Shakespeare's Sonnets By William Shakespeare Summary and Analysis Sonnet 43

Summary

The next sonnet series on absence begins here with Sonnet 43 and continues through Sonnet 58. Throughout this new sequence, different meanings of the same words are developed in versatile constructions and juxtapositions. Note the curious double use of "shadow" and "form" in "Then thou, whose shadow shadows doth make bright, / How would thy shadow's form form happy show . . ." Three rhyme links to Sonnet 44 — "so"/ "slow," "stay"/"stay," and "thee"/"thee" — reveal a closely unified theme. Also, "darkly bright . . . bright in dark" in Sonnet 43 is echoed in "bright," "light," "night," "sightless," "nights," and "night's bright" in the other sonnets.In Sonnet 43, the poet surmises that his only consolation in being separated from the youth is at night, when he can dream of the youth's beauty. Images of reversal are prevalent, and all of them address how the young man affects the poet.
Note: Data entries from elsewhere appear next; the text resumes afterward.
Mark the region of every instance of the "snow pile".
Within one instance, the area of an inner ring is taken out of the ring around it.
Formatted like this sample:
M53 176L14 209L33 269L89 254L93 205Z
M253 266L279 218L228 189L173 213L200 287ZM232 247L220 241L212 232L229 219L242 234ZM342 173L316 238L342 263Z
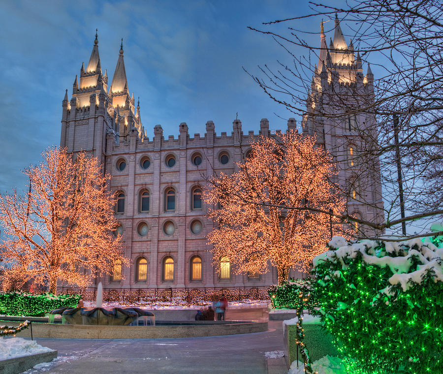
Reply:
M359 253L367 264L381 268L389 268L392 273L388 280L389 283L392 285L399 283L404 291L407 291L413 283L421 284L424 276L430 271L435 282L443 281L443 248L438 248L428 238L400 242L361 240L352 243L346 242L344 238L334 237L329 246L336 249L315 257L314 267L322 262L330 262L341 265L344 270L348 267L345 260L355 259ZM417 261L418 264L413 266ZM340 272L336 273L334 276L341 276ZM392 294L390 289L389 286L381 292Z
M285 352L283 351L272 351L271 352L265 352L265 357L266 358L280 358L285 356Z
M35 353L52 352L53 350L42 347L36 342L25 340L23 338L11 338L0 340L0 360L7 360Z
M302 322L304 324L314 325L320 323L321 322L319 317L316 317L311 314L304 315L303 318ZM297 322L298 322L298 318L297 317L290 319L285 319L283 321L283 327L285 328L285 325L296 325Z
M297 366L297 361L292 362L287 374L304 374L303 363L299 361L298 367ZM339 357L326 356L314 361L311 367L318 374L348 374L346 366Z

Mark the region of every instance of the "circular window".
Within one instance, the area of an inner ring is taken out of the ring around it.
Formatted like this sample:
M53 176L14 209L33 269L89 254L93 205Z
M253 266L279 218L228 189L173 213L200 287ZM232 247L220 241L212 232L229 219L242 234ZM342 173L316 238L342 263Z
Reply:
M196 166L198 166L201 163L202 158L200 154L195 154L192 156L192 163Z
M222 153L220 155L220 157L219 158L220 160L220 163L223 164L223 165L225 165L227 164L229 161L229 156L227 155L226 153Z
M202 229L203 227L201 225L201 222L198 219L195 219L191 223L191 232L192 234L195 234L196 235L200 234Z
M144 222L140 222L137 227L137 232L140 236L146 236L148 235L148 225Z
M151 165L151 161L147 157L144 157L140 160L140 166L142 169L147 169Z
M166 164L168 167L172 167L175 165L175 157L172 155L168 156L166 159Z
M122 225L119 224L115 229L115 231L114 231L114 234L115 236L117 235L123 235L123 226Z
M118 170L123 171L125 170L125 168L126 167L126 161L123 158L120 158L117 161L117 165Z
M163 225L163 231L167 235L172 235L175 232L175 225L172 221L166 221Z

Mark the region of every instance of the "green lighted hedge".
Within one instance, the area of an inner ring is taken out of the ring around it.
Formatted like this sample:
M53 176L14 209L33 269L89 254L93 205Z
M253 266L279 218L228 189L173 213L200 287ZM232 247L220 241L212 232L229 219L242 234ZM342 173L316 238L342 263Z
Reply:
M283 284L273 285L268 290L271 303L274 309L298 309L302 302L299 297L300 292L304 295L309 293L310 281L308 280L290 279ZM304 303L304 309L307 303Z
M336 237L314 259L311 312L356 371L443 373L443 248L434 241Z
M35 316L62 307L77 306L80 295L50 293L33 295L23 292L0 293L0 313L8 315Z

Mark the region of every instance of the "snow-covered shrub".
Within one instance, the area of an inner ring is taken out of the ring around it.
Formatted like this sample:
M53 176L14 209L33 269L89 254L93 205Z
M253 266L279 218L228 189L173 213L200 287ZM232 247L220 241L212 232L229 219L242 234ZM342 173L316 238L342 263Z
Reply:
M271 298L272 307L274 309L298 309L302 306L300 292L307 296L309 292L309 280L290 279L283 284L271 286L268 293ZM306 298L305 298L306 300ZM306 301L303 303L305 309L307 309Z
M80 295L50 293L34 295L24 292L0 293L0 310L8 315L38 315L62 307L77 306Z
M313 261L314 312L339 350L363 373L443 373L443 248L333 239Z

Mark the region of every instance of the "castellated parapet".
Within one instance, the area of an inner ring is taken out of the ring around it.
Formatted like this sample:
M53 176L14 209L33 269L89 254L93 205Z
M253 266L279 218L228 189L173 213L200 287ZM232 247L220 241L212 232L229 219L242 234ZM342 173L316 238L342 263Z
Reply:
M349 77L352 74L358 78L361 62L348 58L349 66L346 66L352 70ZM331 65L331 62L328 63ZM369 72L367 76L370 78ZM323 134L319 121L314 119L315 106L327 104L325 93L338 84L334 80L336 78L326 70L316 72L307 99L311 117L302 124L304 133L317 134L319 143L333 151L343 141L337 138L333 144L336 129L331 127L331 134ZM365 89L370 86L367 81ZM109 86L108 81L107 72L102 73L96 35L86 69L83 64L70 100L66 90L62 103L60 144L69 152L94 155L111 175L110 188L116 193L119 222L117 230L123 236L131 265L121 269L123 277L119 276L117 266L114 277L97 279L97 283L101 280L105 289L149 292L170 288L265 289L275 283L277 273L271 268L258 277L249 277L235 275L229 267L226 271L225 264L224 272L218 274L220 262L213 265L212 247L206 238L213 222L206 218L207 207L199 198L209 176L215 172L229 174L235 171L235 162L244 159L252 140L259 135L275 136L269 131L268 120L262 119L254 126L255 131L244 132L241 121L236 119L229 134L217 134L212 121L206 122L204 134L190 136L184 122L178 124L178 135L165 135L160 125L148 134L139 102L136 107L134 94L129 94L123 43ZM339 86L349 87L346 83ZM327 128L325 121L321 124ZM290 118L284 131L297 129L295 120Z

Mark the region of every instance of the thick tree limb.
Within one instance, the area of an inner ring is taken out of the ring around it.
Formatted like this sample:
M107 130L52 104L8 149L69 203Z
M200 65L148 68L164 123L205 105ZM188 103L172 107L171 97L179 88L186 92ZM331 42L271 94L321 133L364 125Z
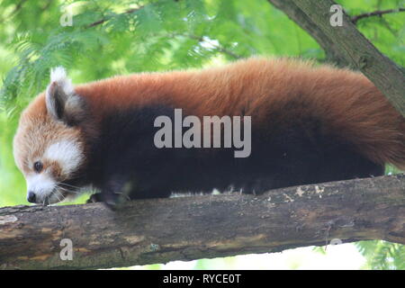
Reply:
M382 55L343 14L343 25L330 24L331 0L292 0L316 26L342 51L379 89L392 105L405 116L404 72Z
M274 7L283 11L288 18L306 31L320 44L325 51L326 59L340 67L349 67L342 51L337 45L312 22L292 0L268 0Z
M72 240L73 260L59 244ZM102 268L281 251L331 239L405 244L405 175L263 195L0 209L2 268Z

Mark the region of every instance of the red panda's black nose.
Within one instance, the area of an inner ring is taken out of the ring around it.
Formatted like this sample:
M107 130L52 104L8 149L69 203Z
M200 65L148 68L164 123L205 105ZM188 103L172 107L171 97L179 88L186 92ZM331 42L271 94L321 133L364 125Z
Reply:
M30 191L28 193L27 200L28 200L29 202L34 203L36 198L37 197L35 196L35 194L33 192Z

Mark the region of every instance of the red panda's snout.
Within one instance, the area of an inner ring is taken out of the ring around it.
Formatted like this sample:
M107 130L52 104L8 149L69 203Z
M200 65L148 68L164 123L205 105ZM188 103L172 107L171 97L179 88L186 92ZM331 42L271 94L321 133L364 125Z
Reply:
M85 111L81 101L65 71L57 68L47 91L22 112L14 154L25 177L30 202L52 204L77 194L79 187L68 183L86 161L77 124Z

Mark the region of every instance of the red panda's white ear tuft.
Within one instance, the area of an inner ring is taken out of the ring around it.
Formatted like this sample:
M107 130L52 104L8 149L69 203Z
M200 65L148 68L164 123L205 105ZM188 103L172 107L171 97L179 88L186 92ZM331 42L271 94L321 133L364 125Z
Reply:
M50 71L50 84L48 86L45 102L48 112L55 119L68 125L75 125L86 116L85 101L75 93L74 86L63 68Z
M70 94L75 93L72 82L68 78L66 70L61 66L50 69L50 84L54 82L56 82L58 86L62 87L65 94Z

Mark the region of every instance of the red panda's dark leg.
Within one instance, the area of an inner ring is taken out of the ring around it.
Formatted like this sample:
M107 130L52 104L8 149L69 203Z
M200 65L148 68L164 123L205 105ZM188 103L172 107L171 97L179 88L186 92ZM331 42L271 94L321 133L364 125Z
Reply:
M102 201L111 209L117 208L129 199L130 184L122 175L110 176L102 187Z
For example, the poet says that at night he is content because he best sees the youth in his dreams: The youth — a "shade" — casts off light that illuminates his beauty. But during the day, the poet grieves, for then the youth's absence is most acute. These paradoxical situations between day and night and between the youth's presence and absence are most fully described in the sonnet's concluding couplet: "All days are nights to see till I see thee, / And nights bright days when dreams do show thee me." The poet's world is upside down.